Y, como se podrá ver en la imagen de abajo, este fenómeno es arborescente. En ausencia de una gran catástrofe, cuanto más tiempo pasa, más aumenta el número de especies, cada una de ellas estando especializada en una estrategia de supervivencia en un nicho ecológico determinado. La consecuencia de ello es que el ecosistema tiende progresivamente a ser cada vez más complejo, y por lo tanto los peligros que conlleva se vuelven cada vez más numerosos, sutiles y variados.

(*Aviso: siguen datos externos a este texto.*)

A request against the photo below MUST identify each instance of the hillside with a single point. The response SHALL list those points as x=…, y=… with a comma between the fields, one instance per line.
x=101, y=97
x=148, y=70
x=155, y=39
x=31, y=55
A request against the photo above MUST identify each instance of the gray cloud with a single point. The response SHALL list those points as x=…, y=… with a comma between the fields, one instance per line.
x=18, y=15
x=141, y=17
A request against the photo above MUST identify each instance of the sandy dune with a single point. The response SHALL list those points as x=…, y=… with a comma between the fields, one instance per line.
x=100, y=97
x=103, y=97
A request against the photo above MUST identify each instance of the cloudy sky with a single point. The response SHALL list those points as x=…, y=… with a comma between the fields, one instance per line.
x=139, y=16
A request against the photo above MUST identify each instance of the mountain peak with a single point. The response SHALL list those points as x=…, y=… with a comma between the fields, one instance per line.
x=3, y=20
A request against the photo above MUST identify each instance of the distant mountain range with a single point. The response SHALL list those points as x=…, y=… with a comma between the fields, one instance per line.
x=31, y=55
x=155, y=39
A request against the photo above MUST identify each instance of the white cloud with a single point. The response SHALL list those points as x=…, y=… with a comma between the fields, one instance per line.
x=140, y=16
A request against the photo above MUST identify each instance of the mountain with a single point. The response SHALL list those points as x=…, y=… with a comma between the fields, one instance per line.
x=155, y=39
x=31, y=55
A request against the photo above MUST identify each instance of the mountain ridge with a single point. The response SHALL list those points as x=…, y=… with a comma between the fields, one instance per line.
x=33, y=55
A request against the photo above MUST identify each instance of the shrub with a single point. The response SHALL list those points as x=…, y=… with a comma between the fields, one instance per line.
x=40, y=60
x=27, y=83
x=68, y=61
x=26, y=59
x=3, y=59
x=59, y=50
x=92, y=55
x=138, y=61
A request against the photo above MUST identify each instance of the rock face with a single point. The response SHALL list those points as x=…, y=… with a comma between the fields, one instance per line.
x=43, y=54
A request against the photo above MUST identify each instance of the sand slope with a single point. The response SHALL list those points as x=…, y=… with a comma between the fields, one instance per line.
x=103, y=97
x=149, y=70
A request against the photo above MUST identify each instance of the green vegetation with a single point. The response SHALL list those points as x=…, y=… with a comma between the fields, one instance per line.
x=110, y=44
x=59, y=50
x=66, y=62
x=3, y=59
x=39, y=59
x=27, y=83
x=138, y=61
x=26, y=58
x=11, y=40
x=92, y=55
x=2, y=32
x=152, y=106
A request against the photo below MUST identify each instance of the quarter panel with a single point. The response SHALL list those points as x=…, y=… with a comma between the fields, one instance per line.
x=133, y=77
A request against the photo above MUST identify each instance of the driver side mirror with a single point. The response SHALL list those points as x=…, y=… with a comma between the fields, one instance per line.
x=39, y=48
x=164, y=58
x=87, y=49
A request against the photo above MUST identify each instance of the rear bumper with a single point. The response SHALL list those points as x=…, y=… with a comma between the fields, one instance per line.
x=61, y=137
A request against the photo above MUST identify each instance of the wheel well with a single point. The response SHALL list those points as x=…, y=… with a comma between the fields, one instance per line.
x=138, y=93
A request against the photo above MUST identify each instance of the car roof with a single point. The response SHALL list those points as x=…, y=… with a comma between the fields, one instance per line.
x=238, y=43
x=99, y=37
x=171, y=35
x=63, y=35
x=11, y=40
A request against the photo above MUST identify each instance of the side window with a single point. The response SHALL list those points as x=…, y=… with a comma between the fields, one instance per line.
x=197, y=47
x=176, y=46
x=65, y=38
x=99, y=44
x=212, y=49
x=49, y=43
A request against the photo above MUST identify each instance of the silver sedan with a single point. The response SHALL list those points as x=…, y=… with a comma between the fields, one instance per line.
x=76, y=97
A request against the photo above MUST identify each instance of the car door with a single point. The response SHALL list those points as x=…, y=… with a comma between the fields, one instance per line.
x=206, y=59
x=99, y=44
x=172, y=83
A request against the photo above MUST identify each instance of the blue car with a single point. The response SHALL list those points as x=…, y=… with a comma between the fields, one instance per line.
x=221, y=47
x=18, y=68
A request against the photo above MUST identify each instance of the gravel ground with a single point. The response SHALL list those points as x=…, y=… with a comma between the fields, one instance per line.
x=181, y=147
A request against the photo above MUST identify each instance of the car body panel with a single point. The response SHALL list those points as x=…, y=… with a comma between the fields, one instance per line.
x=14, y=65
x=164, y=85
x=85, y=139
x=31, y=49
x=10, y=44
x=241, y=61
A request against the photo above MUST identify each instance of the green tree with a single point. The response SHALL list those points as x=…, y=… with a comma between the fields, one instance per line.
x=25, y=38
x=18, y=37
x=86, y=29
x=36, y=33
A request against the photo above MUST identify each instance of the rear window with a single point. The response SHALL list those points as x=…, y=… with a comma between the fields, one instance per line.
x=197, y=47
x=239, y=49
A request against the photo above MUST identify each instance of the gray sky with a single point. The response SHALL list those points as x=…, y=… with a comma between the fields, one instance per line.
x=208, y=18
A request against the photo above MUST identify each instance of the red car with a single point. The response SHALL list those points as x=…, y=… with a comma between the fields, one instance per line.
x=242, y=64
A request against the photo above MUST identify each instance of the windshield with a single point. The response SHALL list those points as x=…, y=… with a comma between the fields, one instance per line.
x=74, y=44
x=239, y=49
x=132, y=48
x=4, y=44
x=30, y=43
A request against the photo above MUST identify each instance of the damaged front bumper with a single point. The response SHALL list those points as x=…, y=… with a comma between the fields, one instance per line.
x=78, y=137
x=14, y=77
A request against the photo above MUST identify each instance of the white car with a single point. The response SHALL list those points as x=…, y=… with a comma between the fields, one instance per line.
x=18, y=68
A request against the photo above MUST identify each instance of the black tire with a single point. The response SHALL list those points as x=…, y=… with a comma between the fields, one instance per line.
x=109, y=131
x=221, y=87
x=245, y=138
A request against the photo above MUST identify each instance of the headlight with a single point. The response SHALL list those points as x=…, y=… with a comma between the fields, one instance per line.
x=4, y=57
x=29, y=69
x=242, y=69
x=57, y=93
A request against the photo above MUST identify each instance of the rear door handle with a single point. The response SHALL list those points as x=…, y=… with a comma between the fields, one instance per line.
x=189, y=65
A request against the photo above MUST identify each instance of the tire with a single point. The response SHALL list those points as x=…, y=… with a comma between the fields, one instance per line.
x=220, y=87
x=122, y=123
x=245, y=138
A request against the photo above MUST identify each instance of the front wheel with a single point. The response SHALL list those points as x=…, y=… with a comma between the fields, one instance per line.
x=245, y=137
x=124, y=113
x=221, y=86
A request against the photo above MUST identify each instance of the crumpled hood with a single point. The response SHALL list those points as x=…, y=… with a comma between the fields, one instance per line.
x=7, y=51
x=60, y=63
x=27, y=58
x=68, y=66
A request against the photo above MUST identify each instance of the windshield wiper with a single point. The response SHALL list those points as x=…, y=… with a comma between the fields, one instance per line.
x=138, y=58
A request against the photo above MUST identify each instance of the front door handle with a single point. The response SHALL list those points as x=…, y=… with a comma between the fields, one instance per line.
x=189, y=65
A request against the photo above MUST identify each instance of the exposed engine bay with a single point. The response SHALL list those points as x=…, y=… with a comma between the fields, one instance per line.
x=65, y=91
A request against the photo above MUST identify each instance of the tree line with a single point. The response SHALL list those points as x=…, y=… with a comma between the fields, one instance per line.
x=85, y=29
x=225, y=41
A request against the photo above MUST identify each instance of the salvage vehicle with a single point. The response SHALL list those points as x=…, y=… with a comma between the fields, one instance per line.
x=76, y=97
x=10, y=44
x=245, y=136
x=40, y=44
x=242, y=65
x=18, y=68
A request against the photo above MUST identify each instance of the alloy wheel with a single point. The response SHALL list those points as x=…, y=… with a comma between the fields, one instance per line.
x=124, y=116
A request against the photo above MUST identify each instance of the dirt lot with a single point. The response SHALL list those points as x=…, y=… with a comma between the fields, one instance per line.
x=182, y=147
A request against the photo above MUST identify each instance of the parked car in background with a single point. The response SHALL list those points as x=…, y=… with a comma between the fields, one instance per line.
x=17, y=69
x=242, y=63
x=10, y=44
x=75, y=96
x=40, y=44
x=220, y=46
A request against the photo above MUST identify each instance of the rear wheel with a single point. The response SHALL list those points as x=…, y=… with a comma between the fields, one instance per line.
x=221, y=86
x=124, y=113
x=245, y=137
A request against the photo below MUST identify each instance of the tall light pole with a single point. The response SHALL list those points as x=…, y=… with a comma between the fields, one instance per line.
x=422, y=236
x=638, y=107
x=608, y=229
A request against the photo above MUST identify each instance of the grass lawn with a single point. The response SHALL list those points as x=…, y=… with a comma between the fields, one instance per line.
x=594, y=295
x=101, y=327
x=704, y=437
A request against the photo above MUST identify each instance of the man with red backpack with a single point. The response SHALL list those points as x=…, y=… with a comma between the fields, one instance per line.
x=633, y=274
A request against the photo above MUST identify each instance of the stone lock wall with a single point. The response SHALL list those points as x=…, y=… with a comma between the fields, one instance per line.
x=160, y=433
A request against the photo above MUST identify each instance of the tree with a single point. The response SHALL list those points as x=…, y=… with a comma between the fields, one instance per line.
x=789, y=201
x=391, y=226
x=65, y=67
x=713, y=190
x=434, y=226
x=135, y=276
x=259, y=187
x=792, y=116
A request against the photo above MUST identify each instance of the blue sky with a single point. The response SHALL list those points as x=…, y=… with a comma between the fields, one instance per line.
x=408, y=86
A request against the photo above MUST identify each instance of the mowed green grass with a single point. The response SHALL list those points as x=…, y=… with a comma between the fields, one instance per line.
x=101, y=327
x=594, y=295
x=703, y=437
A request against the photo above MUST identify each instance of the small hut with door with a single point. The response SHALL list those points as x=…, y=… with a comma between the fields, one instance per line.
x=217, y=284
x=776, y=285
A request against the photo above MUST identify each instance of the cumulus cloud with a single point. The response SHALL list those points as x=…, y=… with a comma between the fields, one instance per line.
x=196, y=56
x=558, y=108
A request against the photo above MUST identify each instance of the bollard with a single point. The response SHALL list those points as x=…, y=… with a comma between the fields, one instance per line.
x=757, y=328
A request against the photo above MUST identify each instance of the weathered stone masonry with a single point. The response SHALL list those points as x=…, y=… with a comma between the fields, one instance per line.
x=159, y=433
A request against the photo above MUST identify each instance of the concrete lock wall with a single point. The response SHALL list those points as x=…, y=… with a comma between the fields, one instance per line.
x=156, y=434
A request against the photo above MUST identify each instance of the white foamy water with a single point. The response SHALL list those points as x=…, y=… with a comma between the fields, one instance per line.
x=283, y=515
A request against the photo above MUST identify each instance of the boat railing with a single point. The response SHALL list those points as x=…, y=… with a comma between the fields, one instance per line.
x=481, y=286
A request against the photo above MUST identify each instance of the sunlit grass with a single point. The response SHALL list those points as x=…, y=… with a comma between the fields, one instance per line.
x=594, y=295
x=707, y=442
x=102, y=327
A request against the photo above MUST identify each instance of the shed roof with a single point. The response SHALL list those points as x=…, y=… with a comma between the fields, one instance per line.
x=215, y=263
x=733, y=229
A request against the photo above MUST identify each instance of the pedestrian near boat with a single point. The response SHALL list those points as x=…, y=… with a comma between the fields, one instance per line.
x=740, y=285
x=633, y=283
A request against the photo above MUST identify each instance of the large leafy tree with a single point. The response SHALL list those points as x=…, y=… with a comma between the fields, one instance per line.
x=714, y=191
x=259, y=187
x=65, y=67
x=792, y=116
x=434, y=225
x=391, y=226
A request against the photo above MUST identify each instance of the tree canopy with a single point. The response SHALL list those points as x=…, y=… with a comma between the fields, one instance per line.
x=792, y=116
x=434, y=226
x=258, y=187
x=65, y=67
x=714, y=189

Por ello, a partir de un momento dado de la evolución, la capacidad de un animal para analizar una situación, y tomar decisiones adaptadas a la misma, no sólo se convierte gradualmente en una estrategia de supervivencia pertinente, sino incluso inevitable. Tal vez en un nicho ecológico simple, la conciencia no sea necesaria (al menos en el sentido de una conciencia que tenga una capacidad de tomar decisiones, cuyas consecuencias se puedan anticipar, con mayor o menor acierto). Pero en un nicho ecológico más complejo, dicha capacidad se vuelve indispensable para la supervivencia de una especie.

Por lo tanto, podemos permitirnos pensar que el surgimiento de la conciencia se debe al hecho de que, en un momento dado, los ecosistemas se volvieron cada vez más complejos. Y es incluso posible que, en estas condiciones, el surgimiento de dicha conciencia sea inevitable para la supervivencia de determinadas especies.

En cuanto a la conciencia humana, desde un punto de vista ontológico, no tiene nada de particular o especial con respecto a la conciencia animal. Es, a lo sumo, un caso particular por el hecho de que reúne las condiciones necesarias para el surgimiento de la civilización, que es un fenómeno propio del Homo Sapiens.

Por lo tanto, la conciencia tampoco es, en modo alguno, una prueba de la existencia de Dios, y su surgimiento se explica perfectamente por los mecanismos conocidos de la evolución de las especies, sin tener que recurrir a Dios o cualquier otra cosa que releve de lo sobrenatural.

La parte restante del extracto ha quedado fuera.